The Moon sect became known to others through mass weddings of thousands of couples. In 2009, for example, 40,000 people worldwide said yes. Some of them had only known each other for a few weeks at the time, and such mediations by the church have a long tradition. Now the Unification Church, also known as the Moon sect, has come under the Japanese government's scrutiny. Three months after the fatal attack on former Prime Minister Shinzo Abe, Japan's Prime Minister Fumio Kishida has ordered investigations into the sect.
Kishida announced on Monday that it would investigate the practices of the sect. According to media reports, the investigations should, among other things, deal with the question of whether the sect violated its status as a religious community.
The sect came under the spotlight because, according to media reports, the suspected killer Abes admitted during interrogation that he acted out of hatred for the Unification Church. The assassin's family got into financial difficulties because of his mother's donations to the sect. The Unification Church is repeatedly accused of pushing its members to donate large sums.

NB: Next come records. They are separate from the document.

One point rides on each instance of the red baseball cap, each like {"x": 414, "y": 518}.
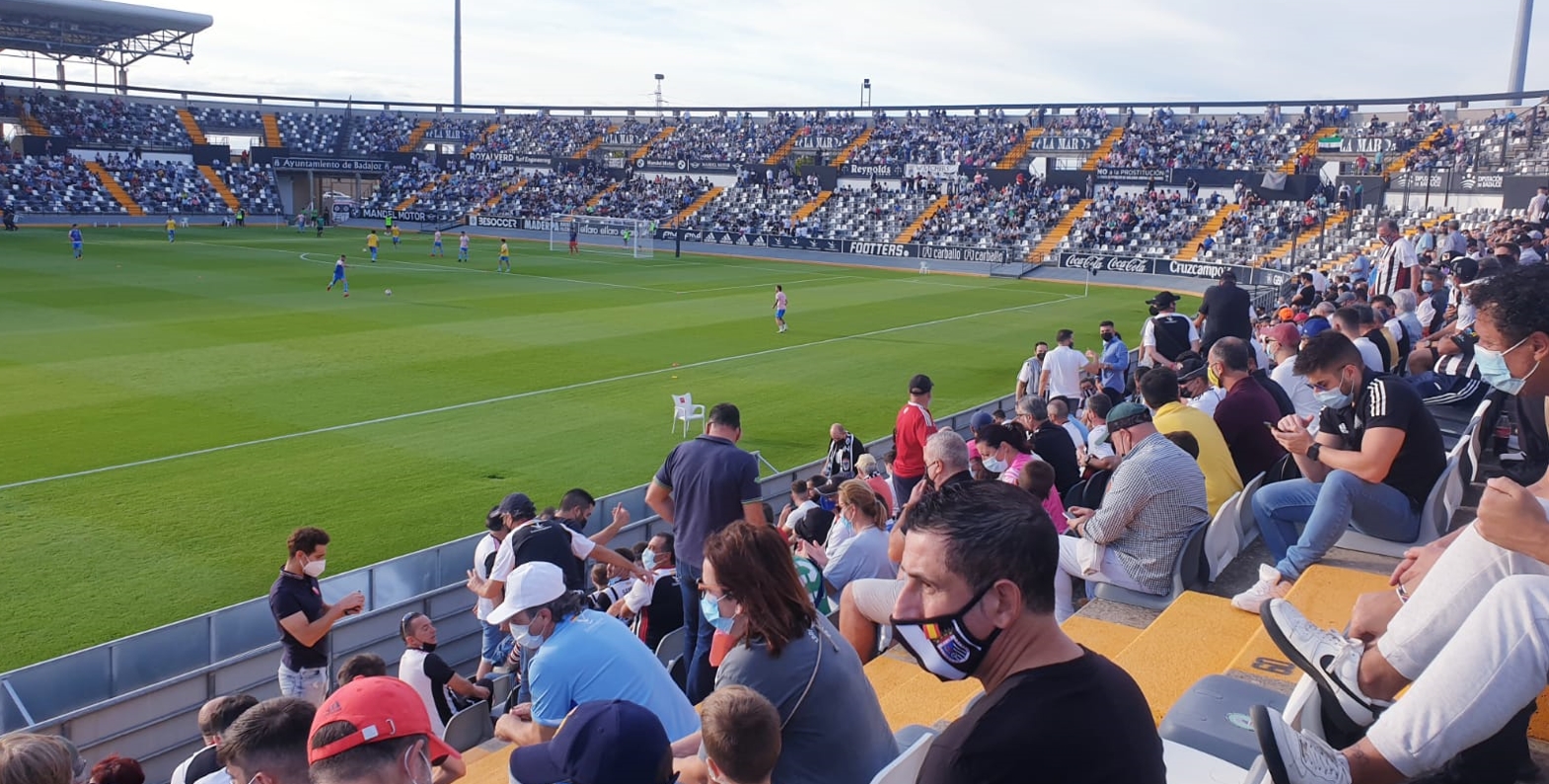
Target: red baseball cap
{"x": 380, "y": 708}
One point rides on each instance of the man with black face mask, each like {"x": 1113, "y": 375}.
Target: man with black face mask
{"x": 978, "y": 602}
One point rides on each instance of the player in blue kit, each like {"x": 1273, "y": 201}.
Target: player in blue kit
{"x": 338, "y": 276}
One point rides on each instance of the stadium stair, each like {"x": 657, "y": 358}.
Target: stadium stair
{"x": 784, "y": 149}
{"x": 415, "y": 137}
{"x": 1100, "y": 154}
{"x": 1207, "y": 230}
{"x": 644, "y": 149}
{"x": 220, "y": 186}
{"x": 1057, "y": 233}
{"x": 1013, "y": 159}
{"x": 586, "y": 149}
{"x": 919, "y": 222}
{"x": 1307, "y": 148}
{"x": 271, "y": 130}
{"x": 810, "y": 206}
{"x": 1309, "y": 236}
{"x": 699, "y": 203}
{"x": 849, "y": 149}
{"x": 116, "y": 191}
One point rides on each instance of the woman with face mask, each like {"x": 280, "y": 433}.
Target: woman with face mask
{"x": 832, "y": 727}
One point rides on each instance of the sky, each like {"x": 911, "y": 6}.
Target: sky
{"x": 817, "y": 53}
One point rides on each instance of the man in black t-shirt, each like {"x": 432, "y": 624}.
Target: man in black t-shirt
{"x": 978, "y": 602}
{"x": 1371, "y": 465}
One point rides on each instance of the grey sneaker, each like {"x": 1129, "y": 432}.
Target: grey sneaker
{"x": 1296, "y": 758}
{"x": 1331, "y": 659}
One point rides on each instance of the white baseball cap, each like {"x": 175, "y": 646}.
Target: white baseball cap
{"x": 532, "y": 585}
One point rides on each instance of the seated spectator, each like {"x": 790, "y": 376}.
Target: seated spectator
{"x": 431, "y": 677}
{"x": 863, "y": 553}
{"x": 793, "y": 657}
{"x": 606, "y": 741}
{"x": 1372, "y": 463}
{"x": 271, "y": 740}
{"x": 1246, "y": 412}
{"x": 214, "y": 718}
{"x": 118, "y": 770}
{"x": 1160, "y": 391}
{"x": 363, "y": 665}
{"x": 867, "y": 603}
{"x": 581, "y": 656}
{"x": 377, "y": 732}
{"x": 1152, "y": 502}
{"x": 655, "y": 607}
{"x": 35, "y": 759}
{"x": 978, "y": 602}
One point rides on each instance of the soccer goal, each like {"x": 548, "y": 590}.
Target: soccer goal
{"x": 609, "y": 236}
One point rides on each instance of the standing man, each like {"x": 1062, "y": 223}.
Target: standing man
{"x": 701, "y": 487}
{"x": 779, "y": 307}
{"x": 910, "y": 433}
{"x": 304, "y": 618}
{"x": 1062, "y": 377}
{"x": 1225, "y": 312}
{"x": 1397, "y": 265}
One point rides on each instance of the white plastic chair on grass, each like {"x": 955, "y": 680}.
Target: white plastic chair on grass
{"x": 685, "y": 411}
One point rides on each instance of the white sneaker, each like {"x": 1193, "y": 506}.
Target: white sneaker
{"x": 1271, "y": 586}
{"x": 1296, "y": 758}
{"x": 1331, "y": 659}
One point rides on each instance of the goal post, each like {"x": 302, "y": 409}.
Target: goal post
{"x": 608, "y": 236}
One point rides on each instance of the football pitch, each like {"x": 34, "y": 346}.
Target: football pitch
{"x": 173, "y": 411}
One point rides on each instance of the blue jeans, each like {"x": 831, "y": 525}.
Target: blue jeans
{"x": 698, "y": 635}
{"x": 1326, "y": 510}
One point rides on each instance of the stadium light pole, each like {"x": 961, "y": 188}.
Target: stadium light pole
{"x": 1518, "y": 76}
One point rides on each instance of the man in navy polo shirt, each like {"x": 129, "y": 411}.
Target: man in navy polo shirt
{"x": 304, "y": 618}
{"x": 701, "y": 487}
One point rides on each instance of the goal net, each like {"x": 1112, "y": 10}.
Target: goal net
{"x": 598, "y": 235}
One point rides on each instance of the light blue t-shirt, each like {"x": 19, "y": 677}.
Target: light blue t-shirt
{"x": 594, "y": 657}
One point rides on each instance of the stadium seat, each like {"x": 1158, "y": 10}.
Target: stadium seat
{"x": 1188, "y": 572}
{"x": 685, "y": 411}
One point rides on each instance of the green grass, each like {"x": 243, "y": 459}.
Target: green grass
{"x": 143, "y": 350}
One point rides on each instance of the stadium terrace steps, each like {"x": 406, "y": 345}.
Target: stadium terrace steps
{"x": 1325, "y": 596}
{"x": 415, "y": 137}
{"x": 594, "y": 144}
{"x": 114, "y": 189}
{"x": 1196, "y": 635}
{"x": 190, "y": 126}
{"x": 1100, "y": 154}
{"x": 271, "y": 130}
{"x": 1307, "y": 148}
{"x": 1015, "y": 155}
{"x": 1303, "y": 239}
{"x": 784, "y": 149}
{"x": 1057, "y": 233}
{"x": 699, "y": 203}
{"x": 220, "y": 186}
{"x": 1207, "y": 230}
{"x": 849, "y": 149}
{"x": 919, "y": 222}
{"x": 810, "y": 206}
{"x": 644, "y": 149}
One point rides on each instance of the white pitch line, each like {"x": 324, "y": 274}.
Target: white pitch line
{"x": 529, "y": 393}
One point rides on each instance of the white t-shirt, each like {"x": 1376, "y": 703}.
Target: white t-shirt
{"x": 1065, "y": 366}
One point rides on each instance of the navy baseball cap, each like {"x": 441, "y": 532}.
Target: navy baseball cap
{"x": 600, "y": 743}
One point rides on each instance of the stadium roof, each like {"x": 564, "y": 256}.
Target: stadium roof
{"x": 98, "y": 30}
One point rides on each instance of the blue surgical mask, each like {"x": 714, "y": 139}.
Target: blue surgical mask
{"x": 709, "y": 612}
{"x": 1495, "y": 372}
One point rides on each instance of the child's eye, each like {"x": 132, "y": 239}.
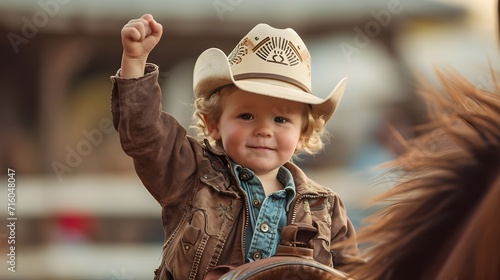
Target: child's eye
{"x": 280, "y": 120}
{"x": 246, "y": 116}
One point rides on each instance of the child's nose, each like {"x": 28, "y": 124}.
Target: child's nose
{"x": 264, "y": 129}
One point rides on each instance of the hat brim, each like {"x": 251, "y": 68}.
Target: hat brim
{"x": 213, "y": 71}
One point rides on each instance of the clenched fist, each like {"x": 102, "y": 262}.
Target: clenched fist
{"x": 139, "y": 37}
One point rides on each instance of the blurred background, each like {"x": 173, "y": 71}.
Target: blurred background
{"x": 81, "y": 211}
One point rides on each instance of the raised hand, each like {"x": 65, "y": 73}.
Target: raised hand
{"x": 139, "y": 37}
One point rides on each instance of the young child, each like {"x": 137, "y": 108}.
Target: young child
{"x": 226, "y": 198}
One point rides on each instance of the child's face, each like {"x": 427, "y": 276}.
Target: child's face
{"x": 259, "y": 132}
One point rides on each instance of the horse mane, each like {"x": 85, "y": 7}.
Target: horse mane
{"x": 440, "y": 219}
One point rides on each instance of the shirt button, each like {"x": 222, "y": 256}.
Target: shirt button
{"x": 264, "y": 227}
{"x": 245, "y": 176}
{"x": 256, "y": 203}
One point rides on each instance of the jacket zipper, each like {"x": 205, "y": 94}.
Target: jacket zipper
{"x": 296, "y": 204}
{"x": 247, "y": 208}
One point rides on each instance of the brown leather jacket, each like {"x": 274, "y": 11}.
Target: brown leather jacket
{"x": 204, "y": 211}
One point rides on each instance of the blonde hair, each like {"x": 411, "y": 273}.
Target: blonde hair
{"x": 312, "y": 137}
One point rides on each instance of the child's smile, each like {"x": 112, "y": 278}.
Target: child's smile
{"x": 259, "y": 132}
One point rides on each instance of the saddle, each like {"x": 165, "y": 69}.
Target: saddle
{"x": 293, "y": 260}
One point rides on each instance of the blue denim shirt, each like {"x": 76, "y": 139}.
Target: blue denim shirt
{"x": 267, "y": 214}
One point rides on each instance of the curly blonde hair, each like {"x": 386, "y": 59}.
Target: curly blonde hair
{"x": 312, "y": 138}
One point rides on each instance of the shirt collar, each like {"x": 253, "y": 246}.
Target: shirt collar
{"x": 284, "y": 177}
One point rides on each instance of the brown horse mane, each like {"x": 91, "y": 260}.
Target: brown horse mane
{"x": 440, "y": 219}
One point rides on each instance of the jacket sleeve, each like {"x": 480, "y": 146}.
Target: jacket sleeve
{"x": 163, "y": 155}
{"x": 346, "y": 255}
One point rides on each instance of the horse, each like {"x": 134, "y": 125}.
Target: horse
{"x": 438, "y": 220}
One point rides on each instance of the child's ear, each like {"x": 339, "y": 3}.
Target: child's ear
{"x": 212, "y": 127}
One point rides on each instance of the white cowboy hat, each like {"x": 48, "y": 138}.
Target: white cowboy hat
{"x": 267, "y": 61}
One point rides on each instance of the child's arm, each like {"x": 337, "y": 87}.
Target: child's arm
{"x": 139, "y": 37}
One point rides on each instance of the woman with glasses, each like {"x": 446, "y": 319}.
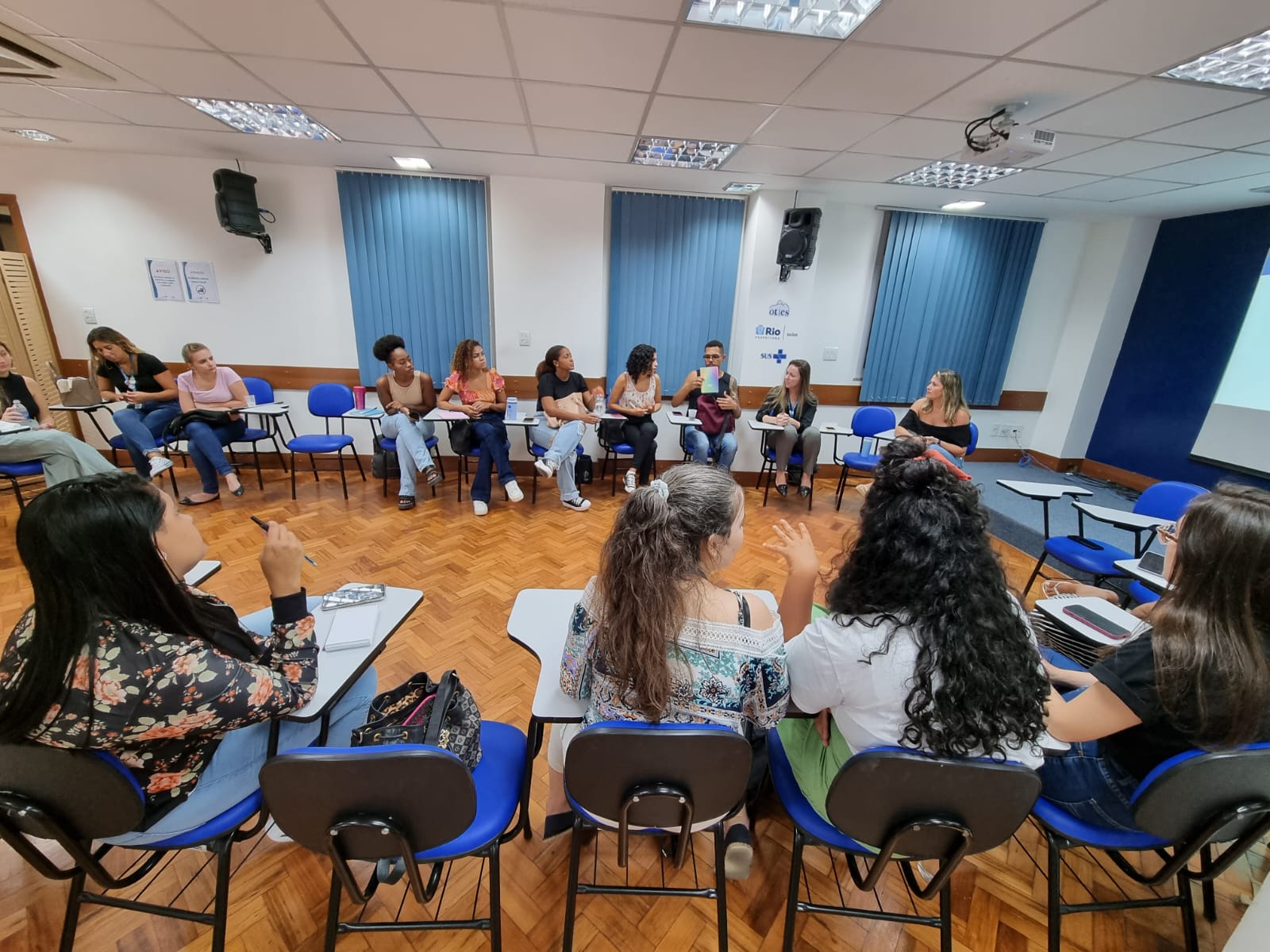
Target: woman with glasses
{"x": 1198, "y": 677}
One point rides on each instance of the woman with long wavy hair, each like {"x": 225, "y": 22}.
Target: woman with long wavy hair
{"x": 656, "y": 639}
{"x": 924, "y": 647}
{"x": 1198, "y": 677}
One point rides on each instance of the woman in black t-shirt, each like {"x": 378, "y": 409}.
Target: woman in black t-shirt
{"x": 940, "y": 419}
{"x": 1198, "y": 678}
{"x": 144, "y": 382}
{"x": 563, "y": 399}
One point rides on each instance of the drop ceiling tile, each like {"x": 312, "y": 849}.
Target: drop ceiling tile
{"x": 1130, "y": 155}
{"x": 918, "y": 139}
{"x": 575, "y": 144}
{"x": 860, "y": 167}
{"x": 818, "y": 129}
{"x": 482, "y": 136}
{"x": 884, "y": 80}
{"x": 440, "y": 36}
{"x": 584, "y": 107}
{"x": 334, "y": 86}
{"x": 637, "y": 10}
{"x": 41, "y": 103}
{"x": 595, "y": 51}
{"x": 1233, "y": 129}
{"x": 1114, "y": 190}
{"x": 1143, "y": 107}
{"x": 374, "y": 127}
{"x": 1213, "y": 168}
{"x": 992, "y": 27}
{"x": 778, "y": 162}
{"x": 126, "y": 21}
{"x": 741, "y": 63}
{"x": 672, "y": 117}
{"x": 1145, "y": 37}
{"x": 148, "y": 108}
{"x": 188, "y": 73}
{"x": 1045, "y": 88}
{"x": 484, "y": 98}
{"x": 295, "y": 29}
{"x": 1037, "y": 182}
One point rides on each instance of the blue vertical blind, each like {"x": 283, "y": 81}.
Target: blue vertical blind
{"x": 672, "y": 278}
{"x": 418, "y": 264}
{"x": 950, "y": 295}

Kishida said in parliament on Monday that the Moon sect had "many victims" to answer for. He referred to impoverished and broken families. "Efforts to help them are still insufficient," Kishida said. Therefore, the Japanese government will "exercise its right to inspect the church based on the Law on Religious Communities". According to him, other measures are also planned. For example, initiatives against child abuse are to be strengthened and descendants of sect members are to be supported in their training.
The Unification Church was founded in 1954 by San Myung Moon in South Korea. With the help of his followers, Moon built a business empire that made him a billionaire. He died in 2012.